Aradan 50 yıl geçti. Bu sabah düşündüğüm zaman halen bu konu da kendimi kötü hissediyorum. Adamcağız öğlen yemeğine eve gelmiş ve başından aşağıya bir kova su boşaltılmış. Duruma bakar mısınız? Bir tas filan değil, tam bir kova su. Yün donuna kadar ıslanmıştır. Ne düşünüyorduk da bir kova su dökmeye karar verdik hiç hatırlamıyorum. Bir tas suyun az olacağını düşündük her halde.

Asker amca işine geri gidecek. Başka bir takım elbise giyip gidemez. Hazırda başka üniforması var mıydı bilmiyorum ama umarım çok zor durumda bırakmamışızdır.

Güler yüzlü, yakışıklı asker gibi asker; senden çok özür diliyorum. O gün, o suyu biz dökmüştük. O anda bile öyle kaliteli bir duruş sergiledin ki, bana ömür boyu unutamayacağım bir ders oldu.

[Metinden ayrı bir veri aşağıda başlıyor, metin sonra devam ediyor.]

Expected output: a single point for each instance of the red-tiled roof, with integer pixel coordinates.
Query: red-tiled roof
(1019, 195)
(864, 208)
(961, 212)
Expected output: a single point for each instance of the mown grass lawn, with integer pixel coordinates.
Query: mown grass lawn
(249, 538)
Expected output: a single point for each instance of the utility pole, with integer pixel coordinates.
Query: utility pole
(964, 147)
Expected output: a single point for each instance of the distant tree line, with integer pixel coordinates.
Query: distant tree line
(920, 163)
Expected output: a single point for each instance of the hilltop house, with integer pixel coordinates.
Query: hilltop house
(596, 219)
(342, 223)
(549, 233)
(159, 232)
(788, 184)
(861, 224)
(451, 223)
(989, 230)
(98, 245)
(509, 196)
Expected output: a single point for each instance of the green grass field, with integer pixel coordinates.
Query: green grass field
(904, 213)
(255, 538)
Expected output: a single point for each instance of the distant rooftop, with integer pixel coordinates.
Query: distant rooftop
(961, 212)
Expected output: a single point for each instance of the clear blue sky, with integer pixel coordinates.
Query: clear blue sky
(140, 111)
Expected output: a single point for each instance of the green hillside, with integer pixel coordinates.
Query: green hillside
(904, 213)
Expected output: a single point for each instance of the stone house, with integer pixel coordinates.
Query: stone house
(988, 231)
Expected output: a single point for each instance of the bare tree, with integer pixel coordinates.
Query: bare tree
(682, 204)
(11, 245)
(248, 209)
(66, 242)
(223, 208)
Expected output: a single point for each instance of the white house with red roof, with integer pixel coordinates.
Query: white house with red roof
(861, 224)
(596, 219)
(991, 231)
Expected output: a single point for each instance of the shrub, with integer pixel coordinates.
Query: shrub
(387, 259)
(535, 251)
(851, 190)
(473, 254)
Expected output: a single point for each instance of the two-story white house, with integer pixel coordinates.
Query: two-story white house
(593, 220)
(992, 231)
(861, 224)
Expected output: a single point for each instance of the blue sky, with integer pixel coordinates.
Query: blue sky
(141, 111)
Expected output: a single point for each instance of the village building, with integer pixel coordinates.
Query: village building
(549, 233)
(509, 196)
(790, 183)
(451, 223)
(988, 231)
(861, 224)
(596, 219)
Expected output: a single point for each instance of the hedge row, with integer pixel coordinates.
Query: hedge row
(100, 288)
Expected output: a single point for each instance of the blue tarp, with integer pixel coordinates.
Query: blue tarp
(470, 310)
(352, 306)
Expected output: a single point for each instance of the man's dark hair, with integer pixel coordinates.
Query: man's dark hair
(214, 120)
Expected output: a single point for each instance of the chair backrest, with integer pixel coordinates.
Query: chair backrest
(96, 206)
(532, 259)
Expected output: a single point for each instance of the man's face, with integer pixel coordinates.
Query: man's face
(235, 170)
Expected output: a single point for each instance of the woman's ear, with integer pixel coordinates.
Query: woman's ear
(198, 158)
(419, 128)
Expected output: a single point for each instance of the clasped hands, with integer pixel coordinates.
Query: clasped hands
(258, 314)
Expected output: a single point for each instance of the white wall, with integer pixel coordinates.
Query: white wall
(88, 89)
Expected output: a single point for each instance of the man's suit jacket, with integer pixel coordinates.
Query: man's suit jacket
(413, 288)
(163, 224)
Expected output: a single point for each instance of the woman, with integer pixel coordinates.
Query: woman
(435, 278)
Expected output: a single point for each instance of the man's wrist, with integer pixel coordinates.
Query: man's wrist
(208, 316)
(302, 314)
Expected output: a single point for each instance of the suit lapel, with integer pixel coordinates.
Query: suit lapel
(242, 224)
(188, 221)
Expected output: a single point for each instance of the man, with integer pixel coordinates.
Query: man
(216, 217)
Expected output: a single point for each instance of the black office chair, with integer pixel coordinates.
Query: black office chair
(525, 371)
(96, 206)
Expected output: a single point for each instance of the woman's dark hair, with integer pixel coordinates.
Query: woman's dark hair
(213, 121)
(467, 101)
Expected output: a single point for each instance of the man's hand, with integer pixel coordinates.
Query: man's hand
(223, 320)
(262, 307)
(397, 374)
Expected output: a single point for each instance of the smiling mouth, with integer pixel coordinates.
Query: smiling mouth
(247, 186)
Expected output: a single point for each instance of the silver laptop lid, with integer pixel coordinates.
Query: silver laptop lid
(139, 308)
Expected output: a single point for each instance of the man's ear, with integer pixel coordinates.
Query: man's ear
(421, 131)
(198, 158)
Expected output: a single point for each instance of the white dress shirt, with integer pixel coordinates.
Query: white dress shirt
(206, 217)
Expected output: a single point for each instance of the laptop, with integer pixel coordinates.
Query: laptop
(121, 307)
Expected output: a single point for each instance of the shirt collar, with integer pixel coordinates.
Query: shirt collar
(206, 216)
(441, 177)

Asker amca, sen kaliteli bir insandın. Hayattaysan sana sağlıklı, mutlu günler diliyorum. Artık bizle değilsen mekânın cennet olsun. Her zaman söylediğim gibi; kalite bir sertifika değil, en sıkıntılı anlarda bile değişmeyen, bir yaşam şeklidir.